You are more likely to be abused in the first 18 years of your life than the other 70.

You are also more likely to be sexually abused by someone you know. In fact 90% of abuse victims knew the attacker and in most instances the crime was committed in their own home or in the home of a close relative or friend.

'An understanding of child sex offenders, based on the available evidence, is critical if child sexual abuse is to be prevented and responded to in effective ways.' (aic.gov.au)

Child sexual abuse is any sexual act or threat to a child or young person under the age of 16 that causes them harm or causes them to be frightened or fearful. 


From my own experience - from when someone I knew attempted to groom me and then sexually assaulted me, on more than one occasion, at the age of 13. Through to the first time I told someone at 16 I was abused and beyond into adult hood I have heard similar words from many, often with well meaning intentions, but nevertheless a hugely misguided understanding of the depth and severity of the emotional wound and subsequent scarring on this, my own journey of survival.

I have been told:
" If it was me, I would try and forget it."

I have been told:

" I hope one day that the saviour can help you ...hand it over to the Lord and move forward."


I have been told (on asking for support): 
“If I have to”

Worse than these sentences which reverberate around the inside of my skull, taunting me and quashing my self worth, telling me that I should be further along in my healing or - not need healing at all. Worse than the depression, the anxiety and the subsequent PTSD is the deafening silence, which occurs after the “advice” is given.

The judgement hangs in the air like a stifling hot day with no wind, the air barely breathable. 

Moreover, the only truth about it is that it is more a reflection on the critic than on the aspirants themselves.

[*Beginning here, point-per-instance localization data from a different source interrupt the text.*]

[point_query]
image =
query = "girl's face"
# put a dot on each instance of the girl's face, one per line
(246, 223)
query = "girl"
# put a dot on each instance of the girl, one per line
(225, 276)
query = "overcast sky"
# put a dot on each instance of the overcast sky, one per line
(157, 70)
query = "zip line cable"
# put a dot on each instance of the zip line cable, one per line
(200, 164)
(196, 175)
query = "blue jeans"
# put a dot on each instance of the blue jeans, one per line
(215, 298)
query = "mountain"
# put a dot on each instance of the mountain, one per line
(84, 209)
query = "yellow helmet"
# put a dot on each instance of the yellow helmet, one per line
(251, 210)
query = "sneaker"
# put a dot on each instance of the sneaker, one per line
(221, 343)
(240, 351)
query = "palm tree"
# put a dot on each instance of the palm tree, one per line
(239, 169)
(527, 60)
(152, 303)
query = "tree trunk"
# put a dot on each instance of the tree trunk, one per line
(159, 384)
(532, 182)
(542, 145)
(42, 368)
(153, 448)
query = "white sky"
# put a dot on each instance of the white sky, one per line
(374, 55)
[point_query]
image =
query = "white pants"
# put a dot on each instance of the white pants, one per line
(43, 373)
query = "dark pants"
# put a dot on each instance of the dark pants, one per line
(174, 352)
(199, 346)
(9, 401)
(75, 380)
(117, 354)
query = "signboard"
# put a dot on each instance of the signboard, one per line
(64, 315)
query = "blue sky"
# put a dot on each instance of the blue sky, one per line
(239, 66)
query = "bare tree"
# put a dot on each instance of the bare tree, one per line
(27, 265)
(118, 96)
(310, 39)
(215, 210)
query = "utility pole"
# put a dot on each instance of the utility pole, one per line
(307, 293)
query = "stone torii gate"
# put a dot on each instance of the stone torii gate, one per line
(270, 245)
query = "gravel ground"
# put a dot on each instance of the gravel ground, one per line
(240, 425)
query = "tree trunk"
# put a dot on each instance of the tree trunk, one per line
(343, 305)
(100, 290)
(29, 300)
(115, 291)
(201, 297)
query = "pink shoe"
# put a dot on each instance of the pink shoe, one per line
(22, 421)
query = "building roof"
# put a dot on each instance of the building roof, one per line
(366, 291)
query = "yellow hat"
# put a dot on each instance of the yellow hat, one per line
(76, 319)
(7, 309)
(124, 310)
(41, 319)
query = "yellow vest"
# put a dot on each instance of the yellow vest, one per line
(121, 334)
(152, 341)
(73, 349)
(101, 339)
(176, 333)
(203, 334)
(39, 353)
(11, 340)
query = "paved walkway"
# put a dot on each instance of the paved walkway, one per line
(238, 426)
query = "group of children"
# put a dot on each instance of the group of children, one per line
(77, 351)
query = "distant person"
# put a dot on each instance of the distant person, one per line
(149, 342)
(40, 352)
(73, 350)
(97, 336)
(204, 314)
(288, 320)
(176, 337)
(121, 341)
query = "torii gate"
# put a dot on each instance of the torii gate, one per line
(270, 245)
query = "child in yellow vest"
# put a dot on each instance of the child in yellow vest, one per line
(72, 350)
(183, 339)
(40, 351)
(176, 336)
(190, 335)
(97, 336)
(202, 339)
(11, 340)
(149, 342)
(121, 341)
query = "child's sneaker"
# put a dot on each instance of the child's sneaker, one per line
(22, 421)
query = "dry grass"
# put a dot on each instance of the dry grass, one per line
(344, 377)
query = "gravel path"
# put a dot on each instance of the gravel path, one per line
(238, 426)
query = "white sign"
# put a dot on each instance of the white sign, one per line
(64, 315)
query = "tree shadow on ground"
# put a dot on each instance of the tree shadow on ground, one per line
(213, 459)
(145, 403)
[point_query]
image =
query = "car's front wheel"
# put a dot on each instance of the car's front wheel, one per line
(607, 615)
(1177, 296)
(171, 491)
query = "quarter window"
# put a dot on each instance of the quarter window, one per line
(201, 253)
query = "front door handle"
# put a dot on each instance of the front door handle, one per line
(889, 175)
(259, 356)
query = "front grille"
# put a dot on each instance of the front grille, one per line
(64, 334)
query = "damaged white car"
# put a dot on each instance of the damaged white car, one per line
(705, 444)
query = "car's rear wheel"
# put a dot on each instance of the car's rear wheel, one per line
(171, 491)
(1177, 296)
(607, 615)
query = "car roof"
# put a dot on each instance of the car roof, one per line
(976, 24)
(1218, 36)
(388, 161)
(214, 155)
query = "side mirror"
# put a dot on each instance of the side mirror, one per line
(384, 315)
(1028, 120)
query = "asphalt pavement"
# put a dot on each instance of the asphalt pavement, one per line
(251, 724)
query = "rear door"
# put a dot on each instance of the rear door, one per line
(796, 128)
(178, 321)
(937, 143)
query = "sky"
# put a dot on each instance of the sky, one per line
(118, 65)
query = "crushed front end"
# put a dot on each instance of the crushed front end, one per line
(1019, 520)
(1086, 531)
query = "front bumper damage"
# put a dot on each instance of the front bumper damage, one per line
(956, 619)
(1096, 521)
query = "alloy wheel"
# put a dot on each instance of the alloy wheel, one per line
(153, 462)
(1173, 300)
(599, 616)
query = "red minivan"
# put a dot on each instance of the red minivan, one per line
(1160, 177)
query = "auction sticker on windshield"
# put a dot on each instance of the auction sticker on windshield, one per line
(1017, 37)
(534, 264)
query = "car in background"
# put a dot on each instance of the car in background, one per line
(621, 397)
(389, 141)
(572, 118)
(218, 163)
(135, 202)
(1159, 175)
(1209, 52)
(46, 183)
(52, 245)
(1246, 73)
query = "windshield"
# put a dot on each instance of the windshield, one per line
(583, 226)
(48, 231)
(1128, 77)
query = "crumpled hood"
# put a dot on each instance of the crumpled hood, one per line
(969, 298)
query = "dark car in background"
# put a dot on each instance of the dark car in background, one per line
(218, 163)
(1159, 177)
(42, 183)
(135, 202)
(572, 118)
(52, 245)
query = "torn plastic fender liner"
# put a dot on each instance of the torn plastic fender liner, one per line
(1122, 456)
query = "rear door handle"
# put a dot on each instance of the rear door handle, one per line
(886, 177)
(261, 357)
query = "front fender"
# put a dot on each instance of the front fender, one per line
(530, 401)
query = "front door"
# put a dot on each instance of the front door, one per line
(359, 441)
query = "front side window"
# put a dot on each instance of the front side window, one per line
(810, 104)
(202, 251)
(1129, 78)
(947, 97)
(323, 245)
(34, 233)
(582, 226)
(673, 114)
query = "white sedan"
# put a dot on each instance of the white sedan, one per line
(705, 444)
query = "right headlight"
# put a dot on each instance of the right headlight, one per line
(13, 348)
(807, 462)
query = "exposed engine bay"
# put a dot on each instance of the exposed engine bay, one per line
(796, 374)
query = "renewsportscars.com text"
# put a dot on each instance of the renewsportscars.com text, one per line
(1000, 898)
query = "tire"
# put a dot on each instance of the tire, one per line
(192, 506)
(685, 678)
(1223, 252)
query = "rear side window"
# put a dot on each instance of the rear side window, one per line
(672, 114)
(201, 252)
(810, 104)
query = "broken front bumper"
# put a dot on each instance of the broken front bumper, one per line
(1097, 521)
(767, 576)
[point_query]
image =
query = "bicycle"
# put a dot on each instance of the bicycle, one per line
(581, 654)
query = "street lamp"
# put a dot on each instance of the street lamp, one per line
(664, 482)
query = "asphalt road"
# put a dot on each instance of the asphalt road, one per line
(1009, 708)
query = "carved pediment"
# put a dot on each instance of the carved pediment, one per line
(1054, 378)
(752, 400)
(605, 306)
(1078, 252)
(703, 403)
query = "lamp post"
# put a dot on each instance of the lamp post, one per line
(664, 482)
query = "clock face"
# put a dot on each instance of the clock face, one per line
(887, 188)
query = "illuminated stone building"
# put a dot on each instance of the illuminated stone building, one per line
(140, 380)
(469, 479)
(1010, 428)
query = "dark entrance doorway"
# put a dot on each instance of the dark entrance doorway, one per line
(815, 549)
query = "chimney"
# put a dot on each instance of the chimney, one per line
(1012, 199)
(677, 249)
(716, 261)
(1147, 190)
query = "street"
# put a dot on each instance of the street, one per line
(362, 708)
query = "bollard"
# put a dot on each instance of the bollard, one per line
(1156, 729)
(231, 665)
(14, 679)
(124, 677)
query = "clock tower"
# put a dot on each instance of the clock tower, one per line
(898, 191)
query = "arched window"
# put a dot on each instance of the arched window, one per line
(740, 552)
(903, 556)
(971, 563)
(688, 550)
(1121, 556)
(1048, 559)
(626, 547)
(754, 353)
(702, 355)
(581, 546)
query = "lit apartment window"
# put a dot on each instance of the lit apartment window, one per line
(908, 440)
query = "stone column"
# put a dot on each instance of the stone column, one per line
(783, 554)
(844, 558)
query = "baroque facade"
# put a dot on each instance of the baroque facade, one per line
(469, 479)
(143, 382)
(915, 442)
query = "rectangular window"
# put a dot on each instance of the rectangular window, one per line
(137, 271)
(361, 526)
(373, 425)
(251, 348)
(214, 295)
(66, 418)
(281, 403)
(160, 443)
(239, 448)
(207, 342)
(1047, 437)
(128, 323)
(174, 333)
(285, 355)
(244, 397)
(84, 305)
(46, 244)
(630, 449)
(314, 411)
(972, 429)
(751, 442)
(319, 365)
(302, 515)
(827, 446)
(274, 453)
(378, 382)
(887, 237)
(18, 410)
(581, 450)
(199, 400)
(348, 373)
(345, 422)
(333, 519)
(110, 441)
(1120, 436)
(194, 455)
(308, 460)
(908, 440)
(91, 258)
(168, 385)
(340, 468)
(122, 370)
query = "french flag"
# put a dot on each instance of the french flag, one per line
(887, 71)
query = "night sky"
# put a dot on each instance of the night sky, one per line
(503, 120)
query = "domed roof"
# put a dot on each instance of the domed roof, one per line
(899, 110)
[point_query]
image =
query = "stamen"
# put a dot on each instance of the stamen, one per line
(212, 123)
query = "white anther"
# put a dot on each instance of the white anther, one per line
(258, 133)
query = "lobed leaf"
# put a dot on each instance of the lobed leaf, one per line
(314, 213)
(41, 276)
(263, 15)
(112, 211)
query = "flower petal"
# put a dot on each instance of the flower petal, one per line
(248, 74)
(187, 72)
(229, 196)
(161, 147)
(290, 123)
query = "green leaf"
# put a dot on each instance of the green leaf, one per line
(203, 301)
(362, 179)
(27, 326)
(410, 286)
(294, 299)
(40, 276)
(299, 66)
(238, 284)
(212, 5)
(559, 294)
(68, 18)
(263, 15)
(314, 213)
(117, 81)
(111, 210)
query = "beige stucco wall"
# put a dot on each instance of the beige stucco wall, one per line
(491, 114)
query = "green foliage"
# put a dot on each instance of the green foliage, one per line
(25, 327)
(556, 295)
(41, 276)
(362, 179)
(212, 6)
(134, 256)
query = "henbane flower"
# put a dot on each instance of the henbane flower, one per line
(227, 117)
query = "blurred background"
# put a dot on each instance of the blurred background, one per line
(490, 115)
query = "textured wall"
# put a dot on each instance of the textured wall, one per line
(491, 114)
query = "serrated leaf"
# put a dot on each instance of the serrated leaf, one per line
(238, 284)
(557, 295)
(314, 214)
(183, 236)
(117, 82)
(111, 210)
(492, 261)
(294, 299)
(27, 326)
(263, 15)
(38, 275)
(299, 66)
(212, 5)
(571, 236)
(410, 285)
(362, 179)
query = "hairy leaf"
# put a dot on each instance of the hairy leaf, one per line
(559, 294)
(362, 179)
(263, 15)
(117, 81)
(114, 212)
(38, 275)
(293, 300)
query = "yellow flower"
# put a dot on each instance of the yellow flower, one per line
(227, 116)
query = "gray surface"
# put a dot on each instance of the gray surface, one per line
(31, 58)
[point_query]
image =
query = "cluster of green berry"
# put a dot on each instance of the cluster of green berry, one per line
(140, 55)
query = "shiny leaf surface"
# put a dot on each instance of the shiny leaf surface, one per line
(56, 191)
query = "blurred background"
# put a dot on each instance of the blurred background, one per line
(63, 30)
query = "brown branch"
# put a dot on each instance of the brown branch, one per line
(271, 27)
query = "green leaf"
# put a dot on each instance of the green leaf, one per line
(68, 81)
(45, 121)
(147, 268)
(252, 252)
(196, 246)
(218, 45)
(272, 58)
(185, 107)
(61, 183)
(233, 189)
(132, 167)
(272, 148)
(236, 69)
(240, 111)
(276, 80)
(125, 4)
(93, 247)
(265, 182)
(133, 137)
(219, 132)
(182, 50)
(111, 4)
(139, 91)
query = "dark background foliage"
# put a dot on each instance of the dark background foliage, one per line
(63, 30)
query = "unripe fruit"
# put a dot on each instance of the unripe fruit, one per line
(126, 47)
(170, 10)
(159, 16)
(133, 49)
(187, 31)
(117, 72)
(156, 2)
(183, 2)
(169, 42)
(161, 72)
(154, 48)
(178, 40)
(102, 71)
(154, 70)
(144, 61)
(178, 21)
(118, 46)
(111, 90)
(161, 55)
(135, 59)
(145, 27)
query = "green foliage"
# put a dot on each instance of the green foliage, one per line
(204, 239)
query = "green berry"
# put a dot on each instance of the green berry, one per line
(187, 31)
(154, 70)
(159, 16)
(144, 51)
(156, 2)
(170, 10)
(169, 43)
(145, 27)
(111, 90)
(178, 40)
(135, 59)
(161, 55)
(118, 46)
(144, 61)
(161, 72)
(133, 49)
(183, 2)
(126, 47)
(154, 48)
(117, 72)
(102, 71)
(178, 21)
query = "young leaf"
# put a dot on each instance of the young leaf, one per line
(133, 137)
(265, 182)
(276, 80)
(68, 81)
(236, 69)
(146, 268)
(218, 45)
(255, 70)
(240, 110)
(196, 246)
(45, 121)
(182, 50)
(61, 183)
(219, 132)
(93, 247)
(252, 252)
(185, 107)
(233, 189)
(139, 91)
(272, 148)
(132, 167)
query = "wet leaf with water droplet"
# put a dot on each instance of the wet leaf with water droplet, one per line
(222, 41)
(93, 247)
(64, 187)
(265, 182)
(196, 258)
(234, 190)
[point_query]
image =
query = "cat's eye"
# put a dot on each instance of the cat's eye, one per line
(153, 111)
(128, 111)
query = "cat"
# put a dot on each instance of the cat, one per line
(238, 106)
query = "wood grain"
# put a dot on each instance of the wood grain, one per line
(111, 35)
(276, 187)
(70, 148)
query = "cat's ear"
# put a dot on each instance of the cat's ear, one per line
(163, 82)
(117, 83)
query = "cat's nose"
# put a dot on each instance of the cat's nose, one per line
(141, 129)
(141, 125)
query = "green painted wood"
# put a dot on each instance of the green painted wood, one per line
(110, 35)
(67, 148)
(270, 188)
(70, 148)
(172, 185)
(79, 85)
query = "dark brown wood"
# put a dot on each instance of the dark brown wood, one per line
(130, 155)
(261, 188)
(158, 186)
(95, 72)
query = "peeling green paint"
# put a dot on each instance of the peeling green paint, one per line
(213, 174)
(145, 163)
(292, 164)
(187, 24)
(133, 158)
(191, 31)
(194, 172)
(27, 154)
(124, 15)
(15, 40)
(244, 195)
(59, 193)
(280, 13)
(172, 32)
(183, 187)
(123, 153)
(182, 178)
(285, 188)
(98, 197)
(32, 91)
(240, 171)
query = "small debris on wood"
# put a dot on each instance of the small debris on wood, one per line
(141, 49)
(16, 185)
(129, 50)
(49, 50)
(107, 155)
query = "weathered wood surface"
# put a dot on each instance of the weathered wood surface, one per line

If victims of abuse are to feel validated and heard. If we are to feel loved and supported. .. If you would like to know how to help us feel safe.


Simply, just, listen.



6 comments:

Alison said...

you have been heard, lovely. xo

melandpeter said...

Love you so much. I had no idea you were experiencing this. You deserved better and I'm sorry that you weren't heard when you really needed it. I hear you xxx

Jess [Bradbury] Wheeler said...

Firstly, woah. I appreciate the courage t takes to share something so personal so publicly.
Secondly, it'll be even better when people acknowledge that there are many types of abuse not just physical and sexual. And often "abuse" is multi-dimensional and the effects last far longer than the few weeks people give you simpathy casseroles and awkward pity faces.
Kudos girl, for slamming people's insensitivity and judgemental comments about abuse and for sharing some of your experience.
The other Jess ;)

Chelsea Parsons said...

cheering you on Jess. Lots of love xxx

Nettie's Blog said...

you are an amazingly strong survivor ..not only that... you are a champion for those who have not yet found the courage to stand and be as brave as you are ...love you Jess

emjay1000 said...

Hi Jess,
Yes unfortunately peoples words CAN and DO make it worse. It adds to the already tender feelings and raw insecurities. Yes, the 1 in 4 children is only what is reported - so estimates are actually closer to 1 in 2or 3. Which is so very very sad.
I am sorry to read of your experience. And I am sorry that you have been hurt by others words who just have no idea what it is like for you.
This is not your fault that it happened and it's not your fault that other people do not know the right thing to say. But let me tell you this - You are a beautiful, powerful woman who is on a journey. May God bless you on that journey. And well done for having a voice on a subject that must have been very hard for you to write about.